L'enjeu sportif, cette année, n'est-il pas moindre puisque les titres du championnat de Suisse et du championnat d'Europe sont déjà attribués?

Un peu mais le grand public s'intéresse surtout à voir passer un maximum de voitures. Il y a quand même des places encore à prendre dans les deux championnats, au général. Les divers trophées ne sont pas tous joués non plus.

La participation en pâtit-elle?

Non, nous devrions accueillir une petite centaine d'équipages. Les Suisses nous sont toujours fidèles. Globalement, le plateau est même supérieur à celui de 2011 puisque nous aurons une quinzaine de S2000 contre huit, l'année passée.

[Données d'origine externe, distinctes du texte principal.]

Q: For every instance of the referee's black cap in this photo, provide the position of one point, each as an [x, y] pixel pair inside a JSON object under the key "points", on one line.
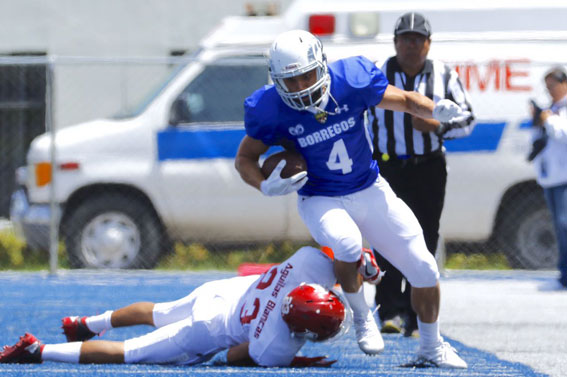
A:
{"points": [[412, 23]]}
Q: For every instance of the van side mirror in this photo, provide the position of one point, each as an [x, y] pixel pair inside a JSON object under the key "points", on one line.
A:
{"points": [[180, 112]]}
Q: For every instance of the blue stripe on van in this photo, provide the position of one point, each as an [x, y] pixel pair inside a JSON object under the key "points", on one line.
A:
{"points": [[192, 143], [179, 143], [485, 137]]}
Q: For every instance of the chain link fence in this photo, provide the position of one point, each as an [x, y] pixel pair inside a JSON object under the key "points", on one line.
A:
{"points": [[142, 170]]}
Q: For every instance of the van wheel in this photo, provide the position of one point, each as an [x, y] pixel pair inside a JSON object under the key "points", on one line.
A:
{"points": [[113, 231], [526, 234]]}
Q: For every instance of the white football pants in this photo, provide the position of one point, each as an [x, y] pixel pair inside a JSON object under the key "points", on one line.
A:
{"points": [[383, 219]]}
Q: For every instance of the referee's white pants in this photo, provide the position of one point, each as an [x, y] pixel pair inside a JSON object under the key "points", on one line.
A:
{"points": [[383, 219]]}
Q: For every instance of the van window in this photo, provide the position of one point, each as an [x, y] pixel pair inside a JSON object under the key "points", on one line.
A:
{"points": [[218, 93]]}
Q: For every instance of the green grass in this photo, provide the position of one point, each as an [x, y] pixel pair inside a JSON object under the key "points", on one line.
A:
{"points": [[198, 257], [15, 255], [477, 261]]}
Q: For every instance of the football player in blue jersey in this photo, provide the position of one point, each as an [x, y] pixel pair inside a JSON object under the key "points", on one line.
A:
{"points": [[319, 111]]}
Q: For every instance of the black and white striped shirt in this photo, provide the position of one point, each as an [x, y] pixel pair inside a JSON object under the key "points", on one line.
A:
{"points": [[392, 131]]}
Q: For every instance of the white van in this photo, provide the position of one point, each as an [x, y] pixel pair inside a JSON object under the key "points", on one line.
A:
{"points": [[128, 187]]}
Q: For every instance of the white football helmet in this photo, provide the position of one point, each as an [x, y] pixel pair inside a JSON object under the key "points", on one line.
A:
{"points": [[294, 53]]}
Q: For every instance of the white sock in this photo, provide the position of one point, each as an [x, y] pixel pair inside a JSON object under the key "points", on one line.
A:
{"points": [[358, 303], [99, 323], [429, 336], [62, 352]]}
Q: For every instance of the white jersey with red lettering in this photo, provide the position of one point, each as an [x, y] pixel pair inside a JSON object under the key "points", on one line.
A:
{"points": [[271, 343], [224, 313]]}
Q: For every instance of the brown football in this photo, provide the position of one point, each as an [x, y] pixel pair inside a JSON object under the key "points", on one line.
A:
{"points": [[295, 163]]}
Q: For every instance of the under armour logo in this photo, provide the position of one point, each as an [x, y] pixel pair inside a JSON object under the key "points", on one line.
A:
{"points": [[297, 130]]}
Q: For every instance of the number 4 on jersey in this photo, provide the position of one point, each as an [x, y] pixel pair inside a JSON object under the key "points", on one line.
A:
{"points": [[339, 159]]}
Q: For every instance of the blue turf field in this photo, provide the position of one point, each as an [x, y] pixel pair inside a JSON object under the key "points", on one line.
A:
{"points": [[35, 302]]}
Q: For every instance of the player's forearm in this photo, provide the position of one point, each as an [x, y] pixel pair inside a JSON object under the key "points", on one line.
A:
{"points": [[249, 171], [425, 125]]}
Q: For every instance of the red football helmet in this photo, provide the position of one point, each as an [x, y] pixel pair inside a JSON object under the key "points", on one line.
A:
{"points": [[313, 312]]}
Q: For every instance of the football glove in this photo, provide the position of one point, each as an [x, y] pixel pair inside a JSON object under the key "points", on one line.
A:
{"points": [[448, 111], [368, 267], [276, 185]]}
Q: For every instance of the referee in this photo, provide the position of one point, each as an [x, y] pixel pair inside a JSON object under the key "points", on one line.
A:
{"points": [[410, 153]]}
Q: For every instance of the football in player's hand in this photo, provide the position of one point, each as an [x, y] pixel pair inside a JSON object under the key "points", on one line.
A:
{"points": [[295, 164]]}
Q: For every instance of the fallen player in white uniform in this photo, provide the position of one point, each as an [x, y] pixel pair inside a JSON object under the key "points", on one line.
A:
{"points": [[262, 320]]}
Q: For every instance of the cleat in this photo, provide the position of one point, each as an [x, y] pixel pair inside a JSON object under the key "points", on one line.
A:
{"points": [[75, 329], [442, 356], [392, 326], [367, 335], [26, 351]]}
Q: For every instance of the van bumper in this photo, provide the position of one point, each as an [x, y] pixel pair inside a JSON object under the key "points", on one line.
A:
{"points": [[30, 221]]}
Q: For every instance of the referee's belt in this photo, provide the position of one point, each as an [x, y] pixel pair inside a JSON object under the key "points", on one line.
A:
{"points": [[407, 159]]}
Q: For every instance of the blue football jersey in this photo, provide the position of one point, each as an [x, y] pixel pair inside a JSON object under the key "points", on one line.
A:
{"points": [[337, 152]]}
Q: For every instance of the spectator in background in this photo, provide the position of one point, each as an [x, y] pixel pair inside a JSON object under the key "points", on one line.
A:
{"points": [[550, 158], [411, 156]]}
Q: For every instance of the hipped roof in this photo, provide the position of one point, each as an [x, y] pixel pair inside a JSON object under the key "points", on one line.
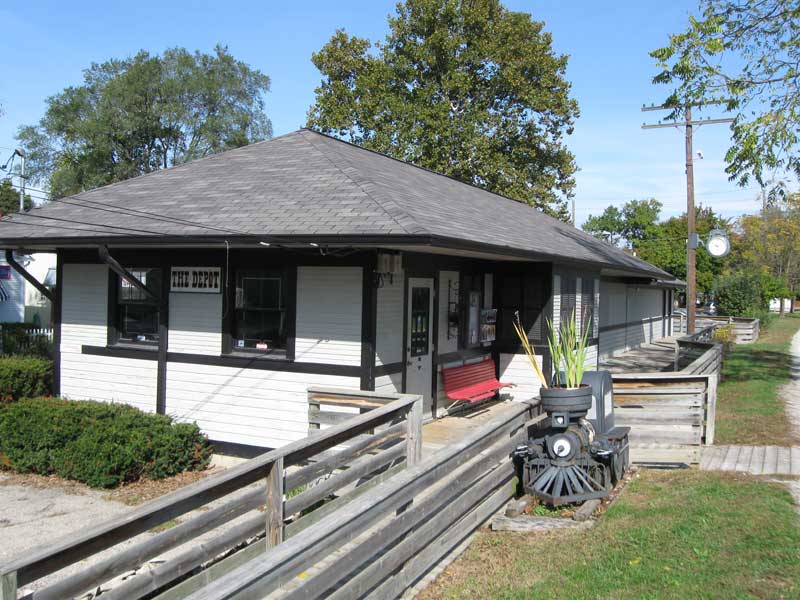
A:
{"points": [[311, 186]]}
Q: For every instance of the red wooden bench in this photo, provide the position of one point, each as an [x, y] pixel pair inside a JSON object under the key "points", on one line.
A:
{"points": [[473, 382]]}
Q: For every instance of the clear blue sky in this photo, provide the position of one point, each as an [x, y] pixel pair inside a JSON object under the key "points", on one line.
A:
{"points": [[45, 46]]}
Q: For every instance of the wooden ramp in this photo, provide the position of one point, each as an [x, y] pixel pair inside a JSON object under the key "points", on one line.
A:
{"points": [[757, 460]]}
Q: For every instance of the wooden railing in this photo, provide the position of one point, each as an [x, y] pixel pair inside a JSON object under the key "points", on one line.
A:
{"points": [[745, 330], [381, 543], [278, 490]]}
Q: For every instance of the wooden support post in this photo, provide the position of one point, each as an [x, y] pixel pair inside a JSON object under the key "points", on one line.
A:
{"points": [[8, 586], [414, 433], [274, 510], [711, 408]]}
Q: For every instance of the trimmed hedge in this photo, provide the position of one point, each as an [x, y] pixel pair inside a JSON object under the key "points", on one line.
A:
{"points": [[25, 377], [100, 444]]}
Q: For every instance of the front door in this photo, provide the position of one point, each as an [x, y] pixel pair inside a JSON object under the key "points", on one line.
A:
{"points": [[419, 340]]}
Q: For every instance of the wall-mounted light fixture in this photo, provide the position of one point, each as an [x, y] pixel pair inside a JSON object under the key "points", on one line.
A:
{"points": [[388, 265]]}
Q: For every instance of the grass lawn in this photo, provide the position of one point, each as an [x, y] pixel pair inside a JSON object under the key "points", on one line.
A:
{"points": [[749, 410], [672, 534]]}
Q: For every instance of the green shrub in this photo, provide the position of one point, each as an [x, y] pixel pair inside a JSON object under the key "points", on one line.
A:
{"points": [[100, 444], [25, 377], [16, 340]]}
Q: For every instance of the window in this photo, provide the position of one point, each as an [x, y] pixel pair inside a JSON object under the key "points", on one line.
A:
{"points": [[138, 313], [260, 321], [527, 294]]}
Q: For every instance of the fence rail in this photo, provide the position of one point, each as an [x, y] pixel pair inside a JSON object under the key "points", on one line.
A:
{"points": [[745, 330], [379, 544], [284, 483]]}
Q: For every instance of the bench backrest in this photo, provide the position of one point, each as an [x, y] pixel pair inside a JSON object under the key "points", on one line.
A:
{"points": [[460, 377]]}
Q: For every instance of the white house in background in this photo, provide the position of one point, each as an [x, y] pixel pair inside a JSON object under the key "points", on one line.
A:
{"points": [[12, 294], [42, 266], [219, 290]]}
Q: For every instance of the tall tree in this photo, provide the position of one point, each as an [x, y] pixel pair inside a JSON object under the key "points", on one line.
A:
{"points": [[638, 220], [463, 87], [770, 242], [744, 55], [667, 248], [662, 243], [9, 198], [145, 113]]}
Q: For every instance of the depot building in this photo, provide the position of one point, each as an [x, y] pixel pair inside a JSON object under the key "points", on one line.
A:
{"points": [[218, 291]]}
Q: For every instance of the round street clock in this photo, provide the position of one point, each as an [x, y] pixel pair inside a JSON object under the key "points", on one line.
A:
{"points": [[718, 244]]}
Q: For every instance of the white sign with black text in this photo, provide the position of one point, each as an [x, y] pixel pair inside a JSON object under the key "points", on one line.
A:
{"points": [[201, 280]]}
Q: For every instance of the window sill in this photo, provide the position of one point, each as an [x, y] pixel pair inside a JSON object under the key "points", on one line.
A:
{"points": [[258, 355]]}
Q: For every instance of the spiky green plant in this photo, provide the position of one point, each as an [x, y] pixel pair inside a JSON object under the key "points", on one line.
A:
{"points": [[568, 350]]}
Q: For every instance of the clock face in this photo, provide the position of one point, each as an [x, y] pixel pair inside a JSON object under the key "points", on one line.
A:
{"points": [[718, 246]]}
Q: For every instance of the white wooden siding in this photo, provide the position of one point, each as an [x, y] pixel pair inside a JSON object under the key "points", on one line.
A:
{"points": [[89, 377], [389, 330], [389, 384], [328, 326], [446, 279], [13, 309], [639, 307], [245, 406], [195, 323], [515, 368]]}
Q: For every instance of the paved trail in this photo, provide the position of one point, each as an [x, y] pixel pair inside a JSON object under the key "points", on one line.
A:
{"points": [[766, 460]]}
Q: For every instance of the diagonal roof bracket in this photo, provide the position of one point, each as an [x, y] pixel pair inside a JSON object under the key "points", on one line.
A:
{"points": [[47, 293], [102, 252]]}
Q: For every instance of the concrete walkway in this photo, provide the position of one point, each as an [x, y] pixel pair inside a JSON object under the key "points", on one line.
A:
{"points": [[764, 460]]}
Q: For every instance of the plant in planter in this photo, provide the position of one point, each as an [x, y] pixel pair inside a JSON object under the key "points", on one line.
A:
{"points": [[568, 346]]}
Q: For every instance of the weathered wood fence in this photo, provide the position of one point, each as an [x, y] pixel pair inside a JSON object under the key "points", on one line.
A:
{"points": [[671, 415], [379, 544], [274, 496], [745, 330]]}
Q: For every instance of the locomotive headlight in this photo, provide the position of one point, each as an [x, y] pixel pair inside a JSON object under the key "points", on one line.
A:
{"points": [[562, 447]]}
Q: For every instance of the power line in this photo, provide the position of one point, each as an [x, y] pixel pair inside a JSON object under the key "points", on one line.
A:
{"points": [[688, 123], [31, 215], [122, 210]]}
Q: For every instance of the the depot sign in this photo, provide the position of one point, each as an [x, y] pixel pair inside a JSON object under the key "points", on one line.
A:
{"points": [[203, 280]]}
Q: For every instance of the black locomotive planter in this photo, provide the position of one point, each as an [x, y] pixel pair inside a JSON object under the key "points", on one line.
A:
{"points": [[570, 461]]}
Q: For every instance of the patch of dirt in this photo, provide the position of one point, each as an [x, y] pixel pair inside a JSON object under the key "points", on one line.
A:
{"points": [[145, 490], [130, 494], [31, 480]]}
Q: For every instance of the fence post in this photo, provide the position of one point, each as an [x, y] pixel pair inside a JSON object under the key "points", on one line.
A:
{"points": [[414, 433], [274, 507], [711, 408], [8, 586]]}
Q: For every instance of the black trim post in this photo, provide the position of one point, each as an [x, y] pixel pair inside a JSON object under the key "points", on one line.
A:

Quelles seront les têtes d'affiche?

Au niveau suisse, les meilleurs pilotes seront présents à l'exception d'Ivan Ballinari, deuxième du championnat de Suisse. Je regrette son absence. Avec Nicolas Althaus, ils se seraient livrés à une belle bataille en toute décontraction. Sinon, une quinzaine d'équipages étrangers sont annoncés. Parmi eux, le Belge Pieter Tsjoen pilotera une Citroën DS3 RRC en première mondiale. Médiatique ment, l'intérêt sera bien là pour les spécialistes. En plus, c'est une voiture compétitive qui peut lutter pour la victoire. Il aura toutefois un handicap important, celui de ne pas connaître les spéciales du Rallye du Valais puisqu'il vient pour la première fois.

Un Valaisan, entre Sébastien Carron ou Florian Gonon, peut-il s'imposer?

Ils joueront les premiers rôles. Mais c'est difficile d'affirmer qu'ils peuvent gagner. Il y a tellement de paramètres et d'inconnues qu'un pronostic est toujours délicat.